Like Jason Vorhees himself, the Friday 13th films refuse to die... And why should they? I loved every single one of them (except perhaps Jason Goes to Hell - What were you thinking of Mr Cunningham?). Like Columbo or Scooby-Doo, they conform to a particular pattern; to a certain extent you know what you're going to get but, as far as I'm concerned, that's part of the charm. A silent and faceless killer is much more effective than one with which you can communicate. However, whereas Halloween (and masked killer Michael Myers) is subtle, full of style, clever lighting and inferences, Friday 13th and its ten sequels are unashamedly bloodthirsty and inventive in its portrayal of violence.

But enough about my observations on the films; this is supposed to be a review of the book. Being an age-long connoisseur of horror myself, I think this tome has been a long time coming. As a keen follower of Jason's exploits, I was interested to discover if Crystal lake Memories truly does significant justice to the characters and situations. The simple answer to this is yes; the attention to detail in collecting and collating these stories and anecdotes from so many people is incredible. The first noticeable thing is how some of the interviewees come across as enthusiastic and honest, whereas others obviously saw there experiences as akin to a fun day out at the Blue Peter studios making plasticine dinosaurs. But whether they viewed their time on set as Shakespeare or a lark, there's a significant amount of pertinent information which can be garnered from the conversations. It also comes as a great relief that the recollections are anecdotal rather than expository; it makes for interesting rather than heavy reading.

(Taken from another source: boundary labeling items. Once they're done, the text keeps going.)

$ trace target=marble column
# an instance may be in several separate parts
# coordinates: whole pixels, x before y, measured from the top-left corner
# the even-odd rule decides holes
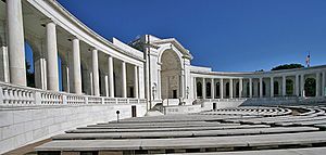
[[[93,95],[100,95],[100,81],[99,81],[99,57],[98,50],[92,49],[91,51],[91,62],[92,62],[92,86]]]
[[[206,82],[205,82],[205,78],[202,78],[202,99],[206,99]]]
[[[126,62],[122,61],[122,98],[127,98],[127,73]]]
[[[263,98],[263,78],[260,78],[260,98]]]
[[[287,78],[286,76],[281,77],[281,94],[283,96],[287,95],[287,82],[286,82]]]
[[[195,99],[198,99],[197,98],[197,78],[193,77],[193,95],[195,95]]]
[[[134,66],[134,89],[135,98],[138,98],[138,66]]]
[[[249,98],[252,98],[252,78],[249,78]]]
[[[105,88],[105,96],[110,96],[110,90],[109,90],[109,76],[104,75],[104,88]]]
[[[274,98],[274,77],[271,77],[271,98]]]
[[[244,96],[244,98],[248,98],[249,96],[249,94],[248,94],[248,90],[247,90],[247,88],[248,88],[248,82],[243,79],[242,80],[243,81],[243,88],[242,88],[242,90],[243,90],[243,95],[242,96]]]
[[[300,77],[300,91],[301,91],[301,96],[305,96],[305,93],[304,93],[304,82],[305,82],[304,74],[302,74],[301,77]]]
[[[62,69],[62,89],[65,92],[70,92],[70,68],[67,64],[63,63],[61,65]]]
[[[242,98],[242,92],[243,92],[243,79],[239,79],[239,98]]]
[[[45,55],[34,57],[34,70],[35,70],[35,87],[47,90],[47,60]]]
[[[299,75],[296,75],[296,96],[300,95],[300,87],[299,87]]]
[[[21,0],[7,0],[7,22],[10,82],[27,86]]]
[[[47,24],[48,89],[59,91],[57,28],[53,22]]]
[[[10,82],[9,57],[8,57],[8,41],[7,41],[7,23],[0,20],[0,80]]]
[[[74,70],[74,90],[75,93],[82,94],[82,67],[80,67],[80,49],[79,39],[73,39],[73,70]]]
[[[212,78],[211,79],[211,99],[215,99],[215,92],[214,92],[214,89],[215,88],[215,85],[214,85],[214,79]]]
[[[234,98],[234,79],[229,79],[229,99]]]
[[[322,96],[325,96],[325,80],[326,80],[326,73],[325,72],[323,72],[323,77],[322,77]]]
[[[223,78],[220,79],[220,99],[223,99]]]
[[[316,73],[316,96],[321,95],[321,73]]]
[[[109,88],[110,98],[114,98],[114,75],[113,75],[113,57],[109,55]]]

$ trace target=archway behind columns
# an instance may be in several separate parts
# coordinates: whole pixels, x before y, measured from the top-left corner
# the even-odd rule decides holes
[[[286,80],[286,94],[293,95],[294,93],[294,82],[291,79]]]
[[[197,87],[197,98],[202,98],[202,85],[200,81],[196,83]]]
[[[205,88],[205,90],[206,90],[206,98],[209,98],[209,99],[212,99],[212,92],[211,92],[211,89],[212,88],[212,85],[211,85],[211,82],[206,82],[206,88]]]
[[[161,96],[173,99],[181,96],[181,61],[173,50],[165,50],[161,55]],[[204,85],[203,85],[204,86]]]
[[[28,41],[25,41],[26,81],[27,86],[33,88],[35,88],[34,54],[32,46]]]
[[[215,85],[215,96],[221,98],[220,82],[216,82]]]
[[[278,86],[278,81],[274,81],[274,95],[279,95],[279,86]]]
[[[315,96],[316,95],[316,79],[306,78],[304,82],[304,95]]]

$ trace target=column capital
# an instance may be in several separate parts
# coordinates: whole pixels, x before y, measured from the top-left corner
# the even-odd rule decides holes
[[[54,24],[54,25],[58,25],[58,23],[54,20],[50,18],[50,17],[43,17],[43,18],[40,20],[40,22],[41,22],[42,26],[47,26],[48,24],[51,24],[51,23]]]

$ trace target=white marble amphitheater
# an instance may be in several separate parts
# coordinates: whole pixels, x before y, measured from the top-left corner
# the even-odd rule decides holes
[[[326,65],[213,72],[175,38],[106,40],[55,0],[1,0],[0,46],[0,154],[326,152]]]

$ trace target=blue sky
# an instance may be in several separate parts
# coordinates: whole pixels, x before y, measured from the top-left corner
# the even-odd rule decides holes
[[[106,39],[176,38],[192,64],[250,72],[326,64],[325,0],[59,0]]]

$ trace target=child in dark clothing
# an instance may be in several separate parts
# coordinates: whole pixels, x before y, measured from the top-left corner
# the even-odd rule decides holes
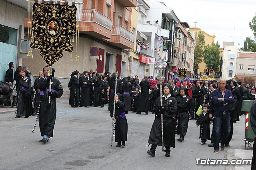
[[[196,127],[200,125],[199,138],[201,138],[202,144],[204,144],[207,139],[211,139],[210,134],[210,122],[211,119],[208,113],[209,107],[208,105],[204,105],[203,111],[196,123]]]

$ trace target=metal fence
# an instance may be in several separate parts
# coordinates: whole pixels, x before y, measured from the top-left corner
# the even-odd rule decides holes
[[[83,9],[81,22],[95,22],[111,30],[111,20],[96,10]]]
[[[134,41],[134,34],[120,25],[113,25],[112,35],[121,36],[131,41]]]

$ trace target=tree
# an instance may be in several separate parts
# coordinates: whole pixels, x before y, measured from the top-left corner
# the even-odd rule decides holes
[[[256,39],[256,13],[255,16],[252,18],[251,22],[249,22],[249,26],[250,28],[253,31],[253,35],[254,36],[254,38]]]
[[[204,46],[205,45],[205,41],[202,32],[200,31],[196,34],[196,42],[194,59],[194,70],[199,68],[198,64],[203,61],[202,58],[204,57]]]
[[[204,47],[204,62],[206,64],[207,67],[210,68],[212,66],[216,73],[218,71],[218,67],[221,64],[221,61],[220,59],[220,44],[218,42],[215,43],[214,42],[212,44],[208,44]]]

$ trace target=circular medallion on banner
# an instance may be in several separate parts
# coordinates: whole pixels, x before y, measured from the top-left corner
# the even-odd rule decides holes
[[[91,55],[94,56],[96,56],[100,53],[100,49],[96,47],[93,47],[90,50]]]
[[[46,23],[46,34],[51,37],[55,37],[60,34],[60,21],[56,18],[50,18]]]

The pull-out quotes are immediately attention-grabbing. For example:

"Steve Miner said, 'Don't ask me what your motivation is, just kill her!'" - Richard Brooker.

"This may be a sick and sad thing to say, but Jason is the most comfortable I've ever felt playing a character. I put the mask on, and it just felt right." - Kane Hodder.

"If you count the five offscreen deaths, my total is like twenty-four kills in this one." Kane Hodder.

"I kept asking the actor who was going to kill me to let me check his ax, because the real one and the fake one looked so alike. I was scared he might pick up the wrong one by mistake." - Dominick Brascia.

"My last day on set was to shoot my death scene. The day before, I called my mother, and she said, 'Russell, don't you think that's a little odd? Are you sure this is legitimate?' She thought it was a snuff film. I said, 'Mom, this is Paramount. They're not going to kill me!" - Russell Todd.

... and too many more to mention. Instead of listing each interview separately, there is a logical continuity. There is an individual chapter relating to each Friday 13th film, and paragraphs are lifted from each relevant person, so that the subjects under discussion do not jump all over the place. There are many colour photographs included - the majority previously unseen - which offer behind-the-scenes glimpses, as well as publicity stills and film snapshots.

If I have one niggle about this book it's in the specifications. At the back of the book is a "Coroner's Report", giving such data on each film as dates and box office takings. It rather makes you wish for more detailed statistics. Also, I remember coming across a fan website a few years back, which contained listings of every victim of Jason and their manner of death. It would have been nice to see something like that here. But that's a minor complaint. Crystal Lake Memories serves its purpose and serves it well.

This book will without doubt appeal to Jason fans and general followers of the horror genre, provided they are not turned off by the price. Peter M. Bracke is apparently the foremost authority on the Friday films, and his collaboration with Titan Books shows a mutual respect for the franchise. Now all we need is an ultimate authority on Michael Myers and Halloween... That'll be me then!